SIDEBAR: A brief history of uncertainty: How the picture has changed
• After the Quebec Government brought down its Spring 2012-13 budget, Quebec universities expected additional funding from tuition and government investment – a cumulative total of $2.5 billion over five years (2012-13 to 2016-17). McGill planned its budget in March 2012 based on these assumptions.
• The day after the Board of Governors approved the University’s 2012-13 budget, the former Government changed the tuition increase from $325/year to $254/year, reducing our overall planned revenues by approximately $2 million.
• The new government elected in September then cancelled those tuition increases (a negative impact of $6 million to McGill’s budget, only $4 million of which will be compensated), but promised to compensate universities for the money lost and to honour the former government’s reinvestment in universities.
• In November, the Government also promised to compensate universities for extra costs incurred as a result of the student conflict last spring.
• The November 20 provincial budget promised an additional $158 million in reinvestment for 2012-13 (in addition to compensation for tuition), which would rise to nearly $575 million per year in 2018-19.
• Two weeks later, the Minister of Higher Education told Quebec universities that they would face retroactive cuts of $124 million in this year (2012-13).
• From mid-December through mid-January, the Government maintained that they would invest $1.7 billion in Quebec universities over the next seven years for reinvestment and compensation for lost tuition.
• On January 18, 2013, the press reported that the Minister of Higher Education told the President of the University of Quebec network that the $124-million cut would continue for 2013-14, and more cuts might be demanded.
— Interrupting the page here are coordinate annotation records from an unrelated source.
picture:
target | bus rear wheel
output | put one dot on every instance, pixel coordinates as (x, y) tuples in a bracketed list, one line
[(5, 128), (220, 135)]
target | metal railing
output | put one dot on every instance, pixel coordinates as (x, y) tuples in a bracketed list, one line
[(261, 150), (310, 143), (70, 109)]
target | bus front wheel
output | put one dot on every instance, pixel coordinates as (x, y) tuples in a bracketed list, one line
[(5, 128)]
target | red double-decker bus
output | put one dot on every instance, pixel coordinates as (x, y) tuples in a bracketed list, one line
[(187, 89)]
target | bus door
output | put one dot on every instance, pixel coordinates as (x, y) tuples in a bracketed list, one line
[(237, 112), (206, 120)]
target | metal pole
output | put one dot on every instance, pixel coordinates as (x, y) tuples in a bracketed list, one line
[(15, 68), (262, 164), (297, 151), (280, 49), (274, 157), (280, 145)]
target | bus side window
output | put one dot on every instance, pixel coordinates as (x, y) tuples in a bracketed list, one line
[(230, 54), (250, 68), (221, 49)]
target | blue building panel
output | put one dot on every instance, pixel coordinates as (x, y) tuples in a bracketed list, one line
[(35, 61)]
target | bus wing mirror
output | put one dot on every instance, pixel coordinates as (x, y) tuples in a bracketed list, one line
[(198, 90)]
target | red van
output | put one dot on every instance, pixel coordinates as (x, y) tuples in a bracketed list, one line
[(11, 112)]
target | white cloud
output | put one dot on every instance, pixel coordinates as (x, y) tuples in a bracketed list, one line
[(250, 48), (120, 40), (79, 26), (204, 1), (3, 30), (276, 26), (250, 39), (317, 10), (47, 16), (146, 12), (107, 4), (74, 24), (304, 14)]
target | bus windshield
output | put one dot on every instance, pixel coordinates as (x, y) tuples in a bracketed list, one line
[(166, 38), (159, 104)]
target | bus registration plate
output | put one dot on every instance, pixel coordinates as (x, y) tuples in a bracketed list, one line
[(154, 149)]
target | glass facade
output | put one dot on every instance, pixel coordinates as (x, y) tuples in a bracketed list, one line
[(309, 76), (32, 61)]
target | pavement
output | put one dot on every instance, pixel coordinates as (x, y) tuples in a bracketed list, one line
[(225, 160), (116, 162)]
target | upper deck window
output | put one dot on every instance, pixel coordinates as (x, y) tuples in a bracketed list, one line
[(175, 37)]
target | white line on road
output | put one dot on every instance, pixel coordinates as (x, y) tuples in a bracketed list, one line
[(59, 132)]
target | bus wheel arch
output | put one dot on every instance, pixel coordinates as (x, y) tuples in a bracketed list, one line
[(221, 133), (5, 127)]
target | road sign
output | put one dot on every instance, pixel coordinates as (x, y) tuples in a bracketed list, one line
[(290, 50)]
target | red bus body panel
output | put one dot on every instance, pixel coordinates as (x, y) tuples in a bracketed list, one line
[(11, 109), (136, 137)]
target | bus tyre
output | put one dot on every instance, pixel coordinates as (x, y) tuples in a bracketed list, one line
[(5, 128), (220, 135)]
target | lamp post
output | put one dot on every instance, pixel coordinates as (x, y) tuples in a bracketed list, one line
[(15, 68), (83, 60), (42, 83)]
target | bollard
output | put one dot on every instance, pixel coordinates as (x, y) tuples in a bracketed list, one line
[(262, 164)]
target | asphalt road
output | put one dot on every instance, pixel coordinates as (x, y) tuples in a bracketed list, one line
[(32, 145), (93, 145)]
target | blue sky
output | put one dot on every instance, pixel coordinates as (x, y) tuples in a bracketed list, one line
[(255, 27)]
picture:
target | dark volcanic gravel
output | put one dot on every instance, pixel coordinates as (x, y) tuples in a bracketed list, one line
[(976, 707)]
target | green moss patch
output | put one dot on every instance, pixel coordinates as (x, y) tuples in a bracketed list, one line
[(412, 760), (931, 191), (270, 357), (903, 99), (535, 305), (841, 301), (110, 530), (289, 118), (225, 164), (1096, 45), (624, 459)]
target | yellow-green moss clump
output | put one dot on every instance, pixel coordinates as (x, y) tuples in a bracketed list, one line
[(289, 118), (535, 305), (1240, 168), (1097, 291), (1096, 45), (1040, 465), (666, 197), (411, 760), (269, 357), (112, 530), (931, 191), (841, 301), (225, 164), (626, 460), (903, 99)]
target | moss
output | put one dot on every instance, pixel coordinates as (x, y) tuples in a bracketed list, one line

The Minister did not confirm or deny the report.
• On January 22, Premier Pauline Marois said she would not guarantee the planned reinvestment of $1.7 billion, and that the Government was looking at changing the formula used to distribute funding to universities. This means some universities could get less money – on top of the cuts – and some could get more.
• On January 30, Government officials informed McGill for the first time that if we do not implement at least 50 per cent of the cut required ($9.6 million) before the end of April, the Government might not give us the “conditional grant” of $32 million for this year.
• A little more than a week later, on February 8, the Government informed us that we would have to have cut 50 per cent of the two-year total (approximately $19 million) by the end of April 2014 to avoid losing our conditional grant.